Liver function test: Activities of plasma alanine amino transferase (ALT) (μ L1) for the groups were 10.54±3.86, 20.07±4.52, 18.5±4.82, 24.9±2.27, 21.73±1.63, 10.1±1.79 and 5.96±0.44 for control, 12, 24, 36, 48, 60 and 72 h, respectively. When compared with the control, all test groups had higher ALT activity although not significant (p>0.05) except for 72 h group which had a significantly (p<0.05) low activity. These levels were not high enough to infer liver damage. Aspartate amino transferase (AST) activity observed were 68.25±5.29, 54.44±8.33, 55.31±6.76, 60.12±11.37, 73.75±7.75, 69.00±7.95 and 79.31±3.72 for control, 12, 24, 36, 48, 60 and 72 h, respectively. There was no significant difference (p>0.05) among the groups and with the control. Activities of alkaline phosphatase (ALP) (μ L1) were 499.56±39.9, 583.74±78.3, 643.08±100.77, 905.28±157.3, 466.44±88.32, 468.28±156.79 and 544.64±78.669 for 0, 12, 24, 36, 48, 60 and 72 h, respectively. Activities in 12, 24, 36 and 72 h were higher than the control but only 36 h was significant (p<0.05). This result is certainly in line with the findings that acetaminophen is not toxic to rat livers whereas, 400 mg kg1 dose of acetaminophen is highly hazardous to mouse liver (Fig. 1).

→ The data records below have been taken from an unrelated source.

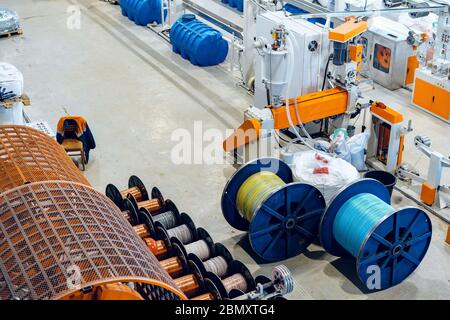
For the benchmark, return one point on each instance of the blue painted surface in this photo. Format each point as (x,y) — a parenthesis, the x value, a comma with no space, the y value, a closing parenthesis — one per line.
(238,4)
(142,12)
(391,243)
(287,222)
(198,42)
(228,202)
(357,218)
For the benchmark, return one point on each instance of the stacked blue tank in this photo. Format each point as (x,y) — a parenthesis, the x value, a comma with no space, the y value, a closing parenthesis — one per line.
(238,4)
(142,12)
(197,42)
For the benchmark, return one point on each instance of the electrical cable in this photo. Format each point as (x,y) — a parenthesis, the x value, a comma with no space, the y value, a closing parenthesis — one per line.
(182,232)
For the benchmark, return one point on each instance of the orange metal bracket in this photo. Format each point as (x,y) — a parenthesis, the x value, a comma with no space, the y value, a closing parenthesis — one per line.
(247,132)
(311,107)
(348,30)
(386,113)
(448,235)
(428,193)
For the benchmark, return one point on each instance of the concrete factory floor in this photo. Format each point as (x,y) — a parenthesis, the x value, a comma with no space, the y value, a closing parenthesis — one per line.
(135,93)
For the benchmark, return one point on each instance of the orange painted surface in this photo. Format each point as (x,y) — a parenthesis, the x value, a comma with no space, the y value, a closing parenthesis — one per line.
(356,52)
(448,235)
(413,64)
(428,193)
(441,105)
(348,30)
(400,150)
(247,132)
(311,107)
(117,291)
(386,113)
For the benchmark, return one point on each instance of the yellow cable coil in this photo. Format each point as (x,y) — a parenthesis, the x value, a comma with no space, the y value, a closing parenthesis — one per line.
(255,190)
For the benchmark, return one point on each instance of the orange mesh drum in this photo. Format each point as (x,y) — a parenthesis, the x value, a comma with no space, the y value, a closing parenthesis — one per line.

Mitochondrial permeability transition
Mitochondrial membrane permeability transition pore opening: Isolated mitochondria were observed to swell and their MMPT pore opened in test groups which included 12, 24,36 and 72 h, while MMPT pore opening were not observed in the control, 48 and 60 groups. Percentage induction of MMPT pore opening were 15, 128, 74 and 29% for 12, 24, 36 and 72 h, respectively. It is observed that the 24 h group had the highest pore opening. This was 8 fold higher than the 12 h group which had lowest pore opening. Pore opening decreased from 24 h as the time of post APAP treatment progressed (Fig. 2).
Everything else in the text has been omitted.